Nihat Erim, Hükümetin reform stratejisini açıklarken Anayasa ile kurulu Devlet ve toplum düzenini yıkmaya, ülkenin bütünlüğünü parçalamaya yönelmiş ve yer yer sınır dışından yardım gördüğü bilinen yıkıcı faaliyetlere asla müsamaha edilmeyeceğini ve “eylem yapıyoruz, devrimciyiz, şeriatçıyız, mukaddesatçıyız gibi sözlerle Devlet düzenine karşı zorlama davranışlarını sürdürenlerin, Devleti bütün heybeti ile karşılarında bulacaklarını ilan eder. Türkiye’yi bölmek isteyenlere fırsat verilmeyecektir. Sağ ya da sol bir diktaroyanın ve anarşinin kucağına asla ve asla düşürmemek Hükümetin en başta güdeceği amaçtır. Nihat Erim’e göre aşırı uçlardaki anarşistler, zorbalık hareketlerine başvuranlar, reformlar gerçekleşse bile tatmin olmayacaklardır: “Onlar öyle bir dogmatik saplantı içine girmişler ki, meselâ Türkiye’de Maoist, Leninist, Marksist bir rejim olmadıkça rahat etmeyeceklerdir”[v].
İktisadi bağlamada izlenecek yol aslında kapitalist düzenin işleyişini onaran, aksaklıklarını giderip yeni bir denge yaratacak reformlardır. Üretim ilişkileri ile çelişmeli reformlar açısından şimdi yeni bir aşama söz konusudur. Türk kapitalizmi yalnız yeni hedefler seçmekle kalmamakta, Türkiye’de kendi planını da yaratmaktadır artık… 1971 rejimi bu açıdan da bir dönemeçtir[vi]. Reform programı özellikle büyük sanayi sermayesi temsilcilerince hoş karşılanacak, İstanbul Sanayi Odası, “program ve açıklamalarda belirtilen hedefleri sanayiciler olarak olumlu” bulduklarını, Ankara Sanayi Odası, “hükümetin alacağı her tedbirin yanında olacağını” beyan edecektir. Bunula beraber Erim Hükümeti programı özellikle AP ve CHP’den gördüğü tepkiyle toplumun bütün kesimlerinde, gelecek açısından önem taşıyan yeni kutuplaşmaların aslında ilk haberlerini duyurur.[vii]
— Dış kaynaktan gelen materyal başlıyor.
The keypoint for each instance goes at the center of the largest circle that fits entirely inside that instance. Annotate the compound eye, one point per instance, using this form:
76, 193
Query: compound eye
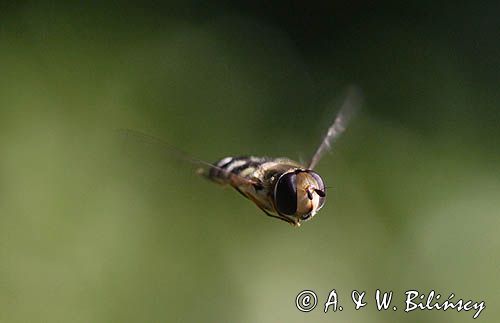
286, 194
320, 187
Bu arada sermaye, reform hükümetine ihtiyaç duyduğunu kendisine bağlı, kendisiyle bütünleşmiş bir devlet mekanizması istemektedir. Bu ihtiyacını bir yıl önce (1970) dile getirmiştir. Özünde kurulan tüm hükümetlerin programlarında patronların arzu ve istekleri vardır. Koç Holding’in kurucusu Vehbi Koç, 15 Nisan 1970 tarihli dergisinde[viii] taleplerini şöyle açıklamıştır:
- SİYASİ İSTİKRAR SAĞLANMALIDIR: Dış politika, aşırı Sağ ve Sol hareketler, işçi ve işveren münasebetleri, Eğitim ve Gençlik dâvalarında memleketin uzun vadeli menfaati göz önünde tutularak, İktidar ve Ana Muhalefet Partisi arasında birleştirici bir politika çizilmeli ve müşterek kararlar aynen tatbik edilmelidir. Her dört yıllık seçim devreleri başında, bu politika yeniden incelenmeli ve gerekirse düzeltilmelidir.
- EKONOMİK SORUNLAR AÇIKLIĞA KAVUŞTURULMALIDIR: Dış Ticaret, Ortak Pazar, Yabancı Sermaye, dıştan gelecek Teknik Bilgi, Para istikrarı, İnsan Gücünün Değerlendirilmesi konularında takip edilecek politika açıklığa kavuşturulmalı, çözüm yolları planlanmalı ve bu planlar aynen tatbik edilmelidir.
- KARMA EKONOMİ DÜZENİ KORUNMALIDIR. Memleketimizde kalkınma için karma ekonomi düzeni şarttır. Ancak iktisadi devlet teşekküllerimizi daha verimli çalıştırabilmek, sevk ve idaresinde istikrar ve devamlılık sağlayabilmek için bu teşekküller: a) Kamu hizmeti yapan (DDY, PTT. gibi) b) Ticari hizmet gören (Sümerbank, MKEK gibi) kuruluşlar olmak üzere, iki ayrı grupta toplanmalıdır. Bu grupları idare edecek iki Holding Şirketi kurulmalı ve Holding’e bağlı kuruluşların ayrı idare Meclisleri olmalı, Holding’ler, bu kuruluşların genel iş politikalarını tayin etmelidir. Gerek Holding’e bağlı teşekküllerde, gerekse Holding’de çalışanlar dikkatle seçilmeli, kendilerine dolgun ücret ödenmeli ve bu idareciler uzun seneler işlerinin başında kalabilecek bir statüye bağlanmadır. Holdingler, doğrudan doğruya Başbakanlığa bağlı olmalıdır.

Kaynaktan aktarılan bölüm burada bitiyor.